A lot of people's lives depend on decisions are about to make. We should not repeat the mistakes of 2003. An evil dictator has weapons of mass destruction. He really does this time. Even if we can and should eliminate the threat right now, this time we should look at the likely consequences and risks first.

This time, the evil dictator is not alone. He has a protector. The trick in a war with North Korea, as MacArthur found out, is to not trigger war with China.

But China's economy depends on us, some argue. Others say the Chinese do not want a nuke-armed North Korea either. Two things. First, the economic stranglehold is mutual. The Chinese hold much of our national debt, for instance. Second and much more important, even if China does not want a North Korea with nukes, it wants a crushed North Korea even less.

China went to war with us in 1950 to save North Korea. This was after China suffered through the "warlord" period of the 1920s, a civil war, then a genocidal war with Japan, then a renewed civil war ending in 1949. Then what was left went right into war with the world's top superpower rather than let forces led by the United States destroy North Korea.

China does not want a U.S.-allied South Korea filling the vacuum left by a gutted North Korea. That has not changed. The North Koreans will never greet us as liberators. Even if they wanted to, the Chinese would not let them.

As for "surgical strikes" and so forth, consider the Koreans themselves, north and south. After all, it is their countries we are thinking of making a war zone. Of course I am not OK with a tin horn dictator having nuclear-tipped missiles that can hit Hawaii, Alaska, Guam and perhaps California. I am just not indifferent to the fact he also has artillery that can hit Seoul, a city of 10 million people. As mentioned earlier, he really does have weapons of mass destruction.

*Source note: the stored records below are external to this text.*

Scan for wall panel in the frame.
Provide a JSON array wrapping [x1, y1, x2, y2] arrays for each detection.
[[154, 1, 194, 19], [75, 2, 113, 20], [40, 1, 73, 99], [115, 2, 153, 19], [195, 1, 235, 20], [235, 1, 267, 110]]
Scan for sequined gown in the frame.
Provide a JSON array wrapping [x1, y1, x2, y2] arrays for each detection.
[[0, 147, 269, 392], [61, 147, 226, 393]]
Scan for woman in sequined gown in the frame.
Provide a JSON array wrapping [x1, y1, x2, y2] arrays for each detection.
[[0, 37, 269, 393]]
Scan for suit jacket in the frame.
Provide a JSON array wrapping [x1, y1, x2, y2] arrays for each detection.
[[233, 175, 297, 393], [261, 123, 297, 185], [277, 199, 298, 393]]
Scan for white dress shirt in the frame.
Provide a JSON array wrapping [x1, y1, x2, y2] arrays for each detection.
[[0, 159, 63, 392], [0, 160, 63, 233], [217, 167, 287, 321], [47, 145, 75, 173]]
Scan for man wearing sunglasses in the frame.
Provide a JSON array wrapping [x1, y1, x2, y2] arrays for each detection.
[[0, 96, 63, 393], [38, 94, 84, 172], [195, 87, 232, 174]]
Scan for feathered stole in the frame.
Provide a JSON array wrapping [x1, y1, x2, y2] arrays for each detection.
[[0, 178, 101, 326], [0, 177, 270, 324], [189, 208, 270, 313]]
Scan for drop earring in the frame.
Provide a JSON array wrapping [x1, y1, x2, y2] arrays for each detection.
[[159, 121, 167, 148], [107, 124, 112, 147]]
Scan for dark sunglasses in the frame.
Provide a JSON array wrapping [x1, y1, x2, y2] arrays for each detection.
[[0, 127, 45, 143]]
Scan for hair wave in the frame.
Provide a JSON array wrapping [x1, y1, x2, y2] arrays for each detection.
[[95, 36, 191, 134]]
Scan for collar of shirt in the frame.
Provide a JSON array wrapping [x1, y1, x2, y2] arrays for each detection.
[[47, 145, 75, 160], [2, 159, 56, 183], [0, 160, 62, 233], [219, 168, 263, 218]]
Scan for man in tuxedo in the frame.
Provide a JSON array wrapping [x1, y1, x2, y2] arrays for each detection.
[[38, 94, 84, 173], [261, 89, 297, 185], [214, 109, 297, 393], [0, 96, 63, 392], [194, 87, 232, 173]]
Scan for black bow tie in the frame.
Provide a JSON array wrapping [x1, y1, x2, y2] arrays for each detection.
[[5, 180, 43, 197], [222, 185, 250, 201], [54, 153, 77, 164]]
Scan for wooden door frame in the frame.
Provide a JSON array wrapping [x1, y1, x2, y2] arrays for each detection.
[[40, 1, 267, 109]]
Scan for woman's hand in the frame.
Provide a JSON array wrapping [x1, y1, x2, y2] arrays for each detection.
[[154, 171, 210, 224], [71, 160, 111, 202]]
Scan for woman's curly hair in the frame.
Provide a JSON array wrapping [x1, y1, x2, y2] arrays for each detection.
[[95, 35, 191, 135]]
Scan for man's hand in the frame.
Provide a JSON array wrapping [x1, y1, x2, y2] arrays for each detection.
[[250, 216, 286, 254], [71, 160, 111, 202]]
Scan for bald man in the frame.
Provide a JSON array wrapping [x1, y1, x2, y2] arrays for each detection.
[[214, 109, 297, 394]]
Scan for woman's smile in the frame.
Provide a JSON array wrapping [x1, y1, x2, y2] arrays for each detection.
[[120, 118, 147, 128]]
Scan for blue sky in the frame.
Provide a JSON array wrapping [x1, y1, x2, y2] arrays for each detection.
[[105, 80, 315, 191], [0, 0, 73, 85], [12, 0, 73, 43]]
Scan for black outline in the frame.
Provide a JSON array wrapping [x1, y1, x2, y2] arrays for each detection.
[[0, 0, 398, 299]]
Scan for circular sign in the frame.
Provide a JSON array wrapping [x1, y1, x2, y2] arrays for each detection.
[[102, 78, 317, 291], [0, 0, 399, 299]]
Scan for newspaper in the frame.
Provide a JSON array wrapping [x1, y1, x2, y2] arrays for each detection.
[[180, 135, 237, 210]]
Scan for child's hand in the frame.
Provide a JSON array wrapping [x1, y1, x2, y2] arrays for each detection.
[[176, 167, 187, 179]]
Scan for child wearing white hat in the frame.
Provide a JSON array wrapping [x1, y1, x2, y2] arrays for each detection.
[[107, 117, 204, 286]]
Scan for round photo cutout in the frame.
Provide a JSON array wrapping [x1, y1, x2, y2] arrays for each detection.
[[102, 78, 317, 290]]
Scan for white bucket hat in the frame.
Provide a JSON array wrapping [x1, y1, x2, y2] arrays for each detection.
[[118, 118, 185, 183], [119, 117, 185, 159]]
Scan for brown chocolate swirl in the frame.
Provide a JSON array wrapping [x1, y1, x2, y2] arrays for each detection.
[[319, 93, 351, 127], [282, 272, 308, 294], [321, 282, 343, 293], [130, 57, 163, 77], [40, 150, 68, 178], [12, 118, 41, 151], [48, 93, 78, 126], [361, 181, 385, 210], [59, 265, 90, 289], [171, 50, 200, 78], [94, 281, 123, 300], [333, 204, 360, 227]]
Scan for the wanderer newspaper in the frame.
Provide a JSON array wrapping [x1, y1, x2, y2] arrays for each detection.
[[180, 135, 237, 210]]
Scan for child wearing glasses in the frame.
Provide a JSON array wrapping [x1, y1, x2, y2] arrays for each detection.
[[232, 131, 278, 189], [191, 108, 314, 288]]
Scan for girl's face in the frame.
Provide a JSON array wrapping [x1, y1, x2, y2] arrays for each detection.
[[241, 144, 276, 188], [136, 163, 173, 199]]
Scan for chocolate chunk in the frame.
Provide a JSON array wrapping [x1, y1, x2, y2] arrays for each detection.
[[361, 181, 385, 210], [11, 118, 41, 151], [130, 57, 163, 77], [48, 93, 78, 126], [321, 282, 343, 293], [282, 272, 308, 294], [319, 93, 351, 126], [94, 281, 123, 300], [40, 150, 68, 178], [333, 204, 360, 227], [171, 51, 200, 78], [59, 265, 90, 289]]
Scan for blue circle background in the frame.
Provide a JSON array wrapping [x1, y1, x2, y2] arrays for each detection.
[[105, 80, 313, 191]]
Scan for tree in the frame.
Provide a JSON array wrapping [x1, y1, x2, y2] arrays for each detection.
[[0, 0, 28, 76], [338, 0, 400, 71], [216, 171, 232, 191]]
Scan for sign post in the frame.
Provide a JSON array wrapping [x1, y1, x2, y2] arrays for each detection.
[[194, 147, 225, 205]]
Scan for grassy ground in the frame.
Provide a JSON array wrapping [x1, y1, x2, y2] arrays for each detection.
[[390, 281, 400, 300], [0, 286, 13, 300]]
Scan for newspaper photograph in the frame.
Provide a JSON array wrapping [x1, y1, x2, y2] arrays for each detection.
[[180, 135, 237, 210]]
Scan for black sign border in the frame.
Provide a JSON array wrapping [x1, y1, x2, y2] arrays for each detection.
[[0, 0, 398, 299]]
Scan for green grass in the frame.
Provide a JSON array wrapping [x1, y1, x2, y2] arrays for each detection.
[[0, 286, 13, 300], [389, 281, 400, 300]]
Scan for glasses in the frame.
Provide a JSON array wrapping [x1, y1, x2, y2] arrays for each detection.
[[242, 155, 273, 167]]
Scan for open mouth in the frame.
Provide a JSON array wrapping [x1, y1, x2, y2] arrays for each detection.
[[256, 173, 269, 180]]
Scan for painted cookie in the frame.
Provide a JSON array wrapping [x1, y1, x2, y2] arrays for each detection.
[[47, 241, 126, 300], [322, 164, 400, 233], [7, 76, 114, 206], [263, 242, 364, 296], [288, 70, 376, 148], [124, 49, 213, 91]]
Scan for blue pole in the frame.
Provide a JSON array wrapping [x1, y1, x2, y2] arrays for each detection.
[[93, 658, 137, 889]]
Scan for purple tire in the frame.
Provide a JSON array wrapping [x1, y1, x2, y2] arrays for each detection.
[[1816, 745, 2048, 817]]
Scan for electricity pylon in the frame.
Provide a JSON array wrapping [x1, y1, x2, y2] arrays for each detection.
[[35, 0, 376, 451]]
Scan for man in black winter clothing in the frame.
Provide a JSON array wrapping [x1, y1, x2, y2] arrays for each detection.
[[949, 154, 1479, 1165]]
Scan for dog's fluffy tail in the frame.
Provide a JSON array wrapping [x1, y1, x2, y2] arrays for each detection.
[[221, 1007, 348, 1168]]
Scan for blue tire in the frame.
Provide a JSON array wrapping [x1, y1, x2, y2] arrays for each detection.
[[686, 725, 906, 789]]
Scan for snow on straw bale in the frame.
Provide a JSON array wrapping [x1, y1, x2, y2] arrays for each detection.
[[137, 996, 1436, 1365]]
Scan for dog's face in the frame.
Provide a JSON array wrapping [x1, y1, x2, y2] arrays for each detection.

The refugee crisis destabilizing the Middle East and Europe comes from Syria, a nation of just over 20 million people at its peak. The two Koreas have a total of more than 76 million. And it is not as if Koreans can drive to Turkey or Lebanon, either. The North Koreans will flood China. The South Koreans have nowhere to go unless they go by sea. They certainly will not be welcome in Japan, a country more paranoid about foreigners than we are. So, how many million Korean refugees are we willing to accept?

Also, our military is overextended and worn out already. We have been using them up since the last time we started a quick, surgical campaign to eliminate weapons of mass destruction. That started 14 years ago. We still have more war than we are willing to pay for.

We are poorer, bloodied, divided against each other and wretchedly led. The troops cannot do everything. They win wars. But it is up to our leaders to clinch the peace, or victory goes to waste. This administration cannot get through a normal work day without self-inflicted turmoil. I appreciate Gens. John Kelly, James Mattis and H.R. McMaster, but they are barely managing to keep this administration between the ditches.

I am not saying we should clutch our pearls and let North Korea keep nuclear weapons. I am saying we should not expect the military option to be quick, easy, clean, cheap or satisfactory. If we decide on war rather than on reaching a consensus and cooperating with China, South Korea, Japan and, yes, Russia, too, then that decision should be based on the way things are, not the way we dream about. We have no excuse for not knowing better.